In this Letter, we propose a multi-tap look-up-table (LUT)-based error-tracking DFE with partial unrolling (ET-DFE-PU) to alleviate the degradation of LLR by error propagation resulting from DFE. In ET-DFE, we use an error-tracking model to calculate the error-offset probabilities of DFE so that the distorted LLRs can be corrected. Thus, the performance of post-FEC bit error rate (BER) is improved with more accurate LLRs. To reduce the calculation complexity of LLRs, we establish an LUT to record the indexing symbol and its corresponding probability. Moreover, a low-complexity partially unrolled architecture is used to reduce possible output states.

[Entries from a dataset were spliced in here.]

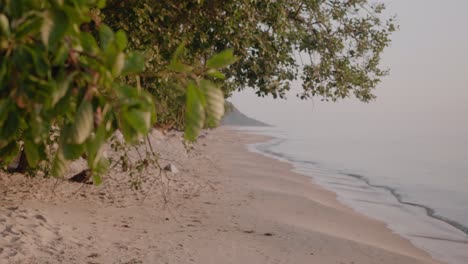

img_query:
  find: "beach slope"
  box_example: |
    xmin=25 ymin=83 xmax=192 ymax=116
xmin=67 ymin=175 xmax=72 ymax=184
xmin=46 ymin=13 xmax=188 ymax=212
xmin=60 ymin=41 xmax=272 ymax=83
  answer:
xmin=0 ymin=128 xmax=438 ymax=264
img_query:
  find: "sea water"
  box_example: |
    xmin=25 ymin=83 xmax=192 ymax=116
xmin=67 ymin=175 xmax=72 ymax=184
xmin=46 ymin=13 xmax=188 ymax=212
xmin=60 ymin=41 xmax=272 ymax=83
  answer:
xmin=231 ymin=0 xmax=468 ymax=264
xmin=236 ymin=124 xmax=468 ymax=264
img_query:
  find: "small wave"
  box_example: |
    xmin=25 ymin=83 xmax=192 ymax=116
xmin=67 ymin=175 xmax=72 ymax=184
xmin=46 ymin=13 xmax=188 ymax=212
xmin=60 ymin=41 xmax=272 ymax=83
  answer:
xmin=256 ymin=139 xmax=468 ymax=235
xmin=341 ymin=173 xmax=468 ymax=235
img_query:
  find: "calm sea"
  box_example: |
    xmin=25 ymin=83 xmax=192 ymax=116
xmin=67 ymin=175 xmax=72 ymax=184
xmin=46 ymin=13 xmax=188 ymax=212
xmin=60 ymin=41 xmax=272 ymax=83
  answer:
xmin=234 ymin=122 xmax=468 ymax=264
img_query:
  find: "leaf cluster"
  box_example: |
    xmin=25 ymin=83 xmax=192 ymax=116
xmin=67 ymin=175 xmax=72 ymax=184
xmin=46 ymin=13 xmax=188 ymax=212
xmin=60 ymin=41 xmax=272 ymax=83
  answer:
xmin=0 ymin=0 xmax=156 ymax=183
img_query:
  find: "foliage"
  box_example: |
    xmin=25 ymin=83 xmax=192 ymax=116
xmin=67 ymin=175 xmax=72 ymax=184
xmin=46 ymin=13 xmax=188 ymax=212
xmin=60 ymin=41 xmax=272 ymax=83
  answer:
xmin=103 ymin=0 xmax=395 ymax=123
xmin=0 ymin=0 xmax=395 ymax=183
xmin=0 ymin=0 xmax=155 ymax=183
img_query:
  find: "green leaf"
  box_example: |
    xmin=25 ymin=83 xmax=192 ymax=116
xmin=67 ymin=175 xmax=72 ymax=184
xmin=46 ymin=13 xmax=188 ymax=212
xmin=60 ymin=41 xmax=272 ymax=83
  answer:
xmin=99 ymin=25 xmax=115 ymax=50
xmin=80 ymin=32 xmax=99 ymax=55
xmin=206 ymin=69 xmax=226 ymax=80
xmin=167 ymin=61 xmax=193 ymax=73
xmin=96 ymin=0 xmax=106 ymax=9
xmin=52 ymin=45 xmax=70 ymax=66
xmin=52 ymin=72 xmax=77 ymax=106
xmin=185 ymin=82 xmax=205 ymax=141
xmin=50 ymin=151 xmax=68 ymax=178
xmin=91 ymin=157 xmax=109 ymax=185
xmin=115 ymin=30 xmax=127 ymax=51
xmin=112 ymin=52 xmax=125 ymax=77
xmin=61 ymin=143 xmax=85 ymax=160
xmin=206 ymin=49 xmax=237 ymax=69
xmin=200 ymin=80 xmax=224 ymax=128
xmin=0 ymin=111 xmax=21 ymax=145
xmin=121 ymin=52 xmax=145 ymax=75
xmin=0 ymin=141 xmax=20 ymax=165
xmin=66 ymin=100 xmax=94 ymax=144
xmin=41 ymin=9 xmax=69 ymax=49
xmin=0 ymin=14 xmax=10 ymax=37
xmin=24 ymin=140 xmax=40 ymax=168
xmin=122 ymin=109 xmax=151 ymax=135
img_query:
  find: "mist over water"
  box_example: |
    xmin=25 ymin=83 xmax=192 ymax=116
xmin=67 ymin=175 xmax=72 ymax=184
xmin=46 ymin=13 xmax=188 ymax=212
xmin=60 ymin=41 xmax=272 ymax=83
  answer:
xmin=231 ymin=0 xmax=468 ymax=263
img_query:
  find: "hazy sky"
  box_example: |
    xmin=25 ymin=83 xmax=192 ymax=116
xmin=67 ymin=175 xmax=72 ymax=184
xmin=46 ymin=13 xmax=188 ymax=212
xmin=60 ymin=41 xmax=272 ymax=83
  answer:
xmin=231 ymin=0 xmax=468 ymax=133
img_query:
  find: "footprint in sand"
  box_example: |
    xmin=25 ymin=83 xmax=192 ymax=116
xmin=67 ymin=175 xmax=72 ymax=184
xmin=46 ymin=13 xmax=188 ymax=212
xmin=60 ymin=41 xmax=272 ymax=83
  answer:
xmin=0 ymin=207 xmax=64 ymax=262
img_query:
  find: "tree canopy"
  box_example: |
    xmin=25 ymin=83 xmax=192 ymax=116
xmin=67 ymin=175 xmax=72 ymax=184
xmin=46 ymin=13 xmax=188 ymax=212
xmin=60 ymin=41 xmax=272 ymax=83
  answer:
xmin=0 ymin=0 xmax=395 ymax=183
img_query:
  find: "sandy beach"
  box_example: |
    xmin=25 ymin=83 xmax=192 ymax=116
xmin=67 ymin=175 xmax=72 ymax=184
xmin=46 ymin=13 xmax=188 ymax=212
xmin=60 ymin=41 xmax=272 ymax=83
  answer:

The proposed algorithm is verified in a 170-Gb/s PAM4 signal IM/DD system at C-band. The experimental results show that the LUT-based ET-DFE-PU can effectively solve the error propagation problem of DFE in the SD-FEC decoding stage. The proposed ET-DFE-PU achieves a 3-dB receiver sensitivity gain compared with conventional DFE at a post-FEC BER of $5 \times 10^{- 6}$ .

2. Principle

Figure 1(a) shows the block diagram of the multi-tap ET-DFE. The FFE is used to compensate for the linear impairments. Then, a post filter (PF) is used to suppress the noise enhancement caused by FFE, and the $N$ -tap DFE cancels the trailing ISI resulting from PF. In Fig. 1(a), the signal $y_{i}$ after PF at time $i$ can be described as $y_{i} = x_{i} + \sum_{k = 1}^{N} b_{k} x_{i - k} + n_{i},$ (1)where $x_{i}$ is the transmitted symbol belonging to ${\pm 1, \pm 3, \dots, \pm (M - 1)}$ and $M$ is the modulation order. $b_{k}$ is the tap coefficient of DFE, and $n_{i}$ stands for the additive white Gaussian noise (AWGN) with noise variance of $σ^{2}$ . The input of slicer ${\bar{y}}_{i}$ is expressed as ${\bar{y}}_{i} = x_{i} + \sum_{k = 1}^{N} b_{k} (x_{i - k} - d_{i - k}) + n_{i},$ (2)where $d$ is the decision symbol. Hence, $x_{i}$ would be equal to $d_{i}$ plus the error $e_{i}$ , i.e., $x_{i} = d_{i} + e_{i}$ . Then, ${\bar{y}}_{i}$ can be rewritten as ${\bar{y}}_{i} = d_{i} + e_{i} + \sum_{k = 1}^{N} b_{k} e_{i - k} + n_{i} .$ (3)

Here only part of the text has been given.